Nasehat Terakhir Abu Panton Di MUDI

Nasehat Terakhir Abu Panton Di MUDI Saat itu jam sudah menunjuki pukul 2 malam, tetapi Abu Panton masih terus menyampaikan nasehat dan mauidhah terhadap seluruh santri MUDI, baik yang masih belajar maupun yang sudah alumni. Disamping banyak menyampaikan nasehat abu juga banyak menyampaikan kisah beliau bersama Abon ketika masih belajar di ma’had. Ketika menceritakan hal ini tidak ada seorang pun yang tidak terharu, bahkan banyak yang tidak sanggup menahan air mata.


Ada satu jam lebih abu berbicara di hadapan hadirin yang memadati halaman masjid, beliau berbicara dengan penuh semangat, khusyu’ dan hikmah. Rasanya ini merupakan hal yang paling bermakna dari peringatah HAUL tahun ini disamping hasil mubahatsah tentunya.

Kisah beliau bersama Abon.

Diatara kisah beliau bersama Abon adalah pada suatu malam beliau mutalaah kitab mazahibul arbaah di dalam balee beuton, tanpa beliau sadari beliau tertidur dengan kitab diatas dadanya. Ketika sudah larut malam beliau terbangun dan beliau terkejut ketika mendapati Abon sedang duduk di dekat kepalanya. Spontan beliau bangun dan bertanya kepada Abon,

“ padum na trep ka teungku duk inoe” ? saat itu Abon masih dipanggil teungku.

Abon menjawab, “ kalon puteng rukok” !

Abu terkejut ketika melihat puntung rokok sudah banyak dalam asbak dimana ini membuktikan bahwa Abon sudah lama duduk menemaninya tidur.

“ peu kitab nyan “ ? Tanya Abon selanjutnya seraya menunjuki ke arah kitab yang ada pada abu,

“ kitab mazahibul arbaah teungku, geupeugah taleuk 3 sigoe kheun jatuh satu”. Jawab abu.

“ nyan salah “. Komentar abu selanjutnya.

Mendengar komentar Abon demikian abu merasa penasaran, sehingga beliau bertanya,

“ meunye memang salah peu alasan, inoe kameutuleh lagee nyo”.

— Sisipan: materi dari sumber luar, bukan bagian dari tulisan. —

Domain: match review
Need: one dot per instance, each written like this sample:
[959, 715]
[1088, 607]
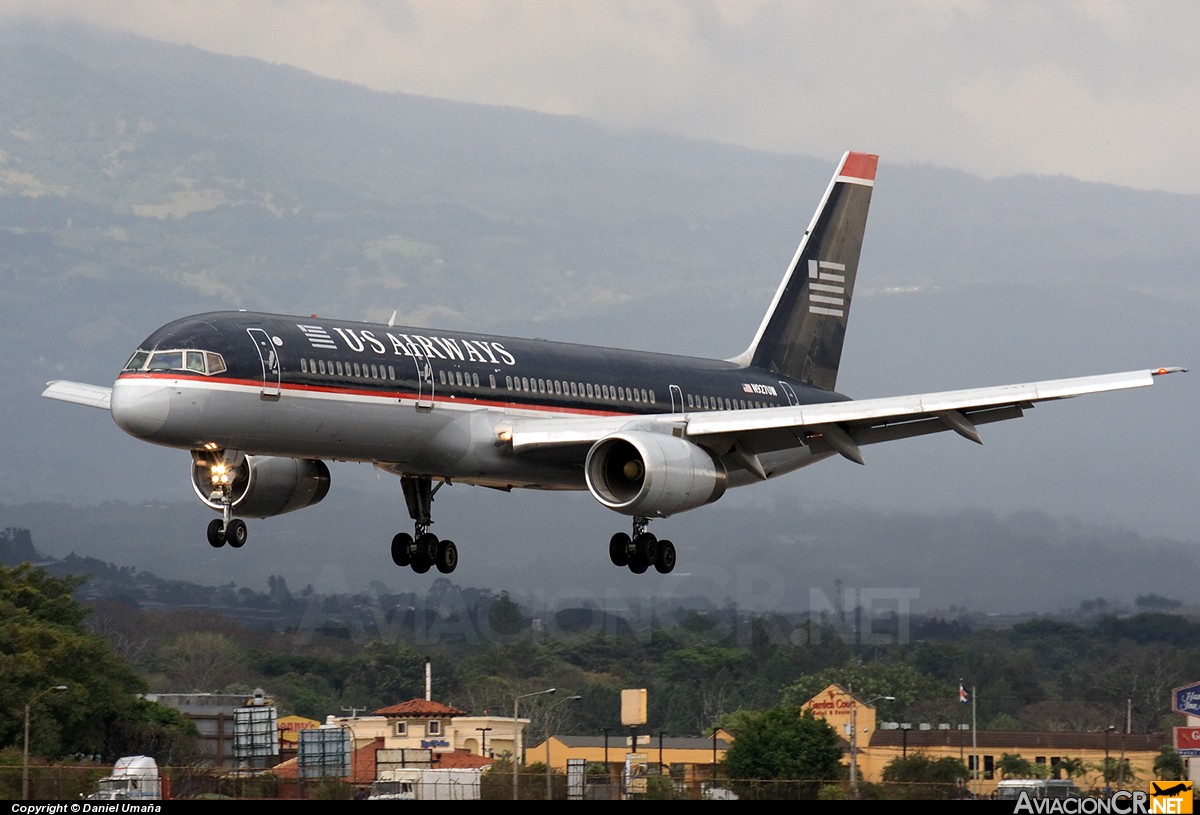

“ pokok jih nyan salah, kapateh mantong peu yang lon peugah” jawab Abon seraya mondar mandir dalam balee beuton sambil mengapit-ngapitkan kitab mazahibul arbaah yang ada di tangannya. Dengan jawaban Abon yang demikian abu merasa tidak ada yang perlu ditanyakan lagi dan meyakini saja apa yang dikatakan Abon. Tetapi yang lebih mengherankan, kata abu, adalah sambil jalan tersebut, Abon banyak mengucapkan kata-kata seperti orang surah kitab, tetapi abu tidak mengerti satupun maksudnya.

Kapan beliau tahu kebenaran yang telah disampaikan Abon yaitu ketika beliau menunaikan ibadah haji ke baitullah dan membeli satu kitab hadits yang di dalamnya termaktub semua surah yang Abon jelaskan sambil jalan beberapa tahun yang lalu. Pada hal kitab tersebut tidak ada dalam maktabah Abon. Ini berarti jangankan Abon pernah memutala’ah kitab tersebut, mungkin melihatpun tidak. Menurut abu ini adalah salah satu bukti bahwa Abon banyak mendapat ilham dari Allah SWT. masyaAllah.

Ini hanya sepenggal kisah dan isi pidato beliau saat itu, kami sangat menyesal tidak sempat menulis semuanya, padahal tidak satupun perkataan beliau yang sia-sia. Memang dari nada perkataan dan nasehat beliau itu kami mendapat firasat itu yang terakhir ingin beliau sampaikan. Sering abu menghadiri HAUL dan Bahstul Masail tapi tidak pernah beliau memberikan nasehat sedemikian mengharukan dan penuh hikmah. Cuma saat itu kami tidak berani mengatakan yang macam-macam karena setiap perkataan itu adalah doa. Sedangkan tidak sedikitpun keinginan kita untuk berpisah dengan beliau. Tapi bagaimanapun kita berkehendak hanya Allah SWT yang memutuskan.